Desde aquel primer paseo, Omar ha publicado sus fotografías en su blog y en periodismohumano.com, denunciando situaciones que suelen pasar desapercibidas en los informativos diarios. «Estoy de paso», dice, «voy a volver», subraya, «primero a Camboya y, luego, a otro lugar donde pueda ayudar», promete. Antes de despedirnos, me narró el escalofriante episodio en el puente de Camboya, donde murieron miles de personas aplastadas. «Han maquillado las cifras, no fueron cientos. Y, a los familiares de las víctimas les han dado un plato de pasta y doce dólares. Cuando ves eso, se hace difícil creer en el ser humano. Luego, cuando una de esas víctimas te sonríe, te abraza y te cobija en su humilde techo, vuelves a creer».

Camino del cine me pregunto si Clint Eastwood, con su última película, jugará con la idea de que hay gente que, sin morir, vive más allá de la vida.

Invictus (II)

Clint Eastwood sabe tanto por viejo como por diablo. Después de tantos años de carrera ha conseguido alcanzar una cima a la que todo artista aspira: no necesitar vender nada. Una película que implique a Eastwood es un marchamo de calidad que termina impregnando la cartelera con un público satisfecho.

Al tito Clint le sucede como al Mandela de ‘Invictus’, inspira. Cada palabra de Morgan Freeman es una delicia, un discurso atractivo y encantador del que no dudamos nunca. Freeman/Mandela usurpa el papel de entrenador de los ‘Springbocks’, el equipo de Rugby llamado a ganar la copa del mundo, para ser la gran metáfora de la historia: el poder de uno para cambiar el todo.

Pero sería injusto quitarle mérito al capitán del equipo, al líder que guía a los Springbocks a la victoria: Matt Damon. He de confesar mi debilidad por el actor. En los últimos años, sus trabajos camaleónicos han alcanzado -casi en todos los casos- el aplauso de crítica y público. Desde su maravillosa ‘El Indomable Will Hunting’ -con la que ganó el Oscar a Mejor Guión Original- y su carismática ‘Rounders’ -el poker siempre fue muy fotogénico. Muy cinematográfico-, ha pasado por películas que supieron combinar sus facetas más dramáticas con un físico diseñado para la acción (como la excelente saga de Bourne).
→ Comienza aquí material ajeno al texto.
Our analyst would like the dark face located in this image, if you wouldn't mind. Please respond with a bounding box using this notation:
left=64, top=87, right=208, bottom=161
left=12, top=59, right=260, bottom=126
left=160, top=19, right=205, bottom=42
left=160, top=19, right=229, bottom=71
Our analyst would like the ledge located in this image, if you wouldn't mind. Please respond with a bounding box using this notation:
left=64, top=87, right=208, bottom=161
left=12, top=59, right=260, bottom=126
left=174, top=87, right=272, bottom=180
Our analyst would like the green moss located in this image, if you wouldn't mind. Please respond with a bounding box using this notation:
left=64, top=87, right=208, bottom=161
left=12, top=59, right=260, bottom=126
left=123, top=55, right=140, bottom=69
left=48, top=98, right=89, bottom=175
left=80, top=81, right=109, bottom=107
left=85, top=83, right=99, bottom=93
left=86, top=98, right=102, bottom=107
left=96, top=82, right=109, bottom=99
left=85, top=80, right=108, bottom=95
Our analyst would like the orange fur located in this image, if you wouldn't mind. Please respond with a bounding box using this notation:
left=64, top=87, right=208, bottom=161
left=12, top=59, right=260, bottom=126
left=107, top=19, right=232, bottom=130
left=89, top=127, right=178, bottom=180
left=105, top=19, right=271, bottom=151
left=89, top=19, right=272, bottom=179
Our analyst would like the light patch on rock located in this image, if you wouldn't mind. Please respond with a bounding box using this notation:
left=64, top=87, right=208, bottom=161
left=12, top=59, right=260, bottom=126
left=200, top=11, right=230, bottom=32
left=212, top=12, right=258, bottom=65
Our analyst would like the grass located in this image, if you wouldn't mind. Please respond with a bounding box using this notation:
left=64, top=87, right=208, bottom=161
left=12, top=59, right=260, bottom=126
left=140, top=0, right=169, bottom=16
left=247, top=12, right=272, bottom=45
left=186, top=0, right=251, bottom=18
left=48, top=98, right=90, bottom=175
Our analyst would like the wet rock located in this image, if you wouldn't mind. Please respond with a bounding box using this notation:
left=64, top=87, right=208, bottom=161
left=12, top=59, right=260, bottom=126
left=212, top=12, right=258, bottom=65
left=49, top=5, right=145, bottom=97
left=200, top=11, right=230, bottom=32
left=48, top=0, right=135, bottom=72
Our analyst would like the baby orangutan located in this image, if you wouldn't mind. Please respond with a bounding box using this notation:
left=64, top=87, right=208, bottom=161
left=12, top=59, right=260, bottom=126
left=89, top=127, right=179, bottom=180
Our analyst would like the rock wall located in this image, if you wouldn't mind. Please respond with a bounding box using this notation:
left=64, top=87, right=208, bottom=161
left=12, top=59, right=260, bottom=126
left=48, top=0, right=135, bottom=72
‘Invictus’ es un éxito humano. Una gran película por sus personas y por la devoción que actores y director demuestran por sus protagonistas. Es una oda a Nelson Mandela, un capítulo de la historia aún reciente que sigue siendo imprescindible. Hay muchas razones por las que debería ver ‘Invictus’: inspiración, Historia, amor al deporte, superación… Pero debería bastar con decir que es, otra vez, un éxito de Clint Eastwood.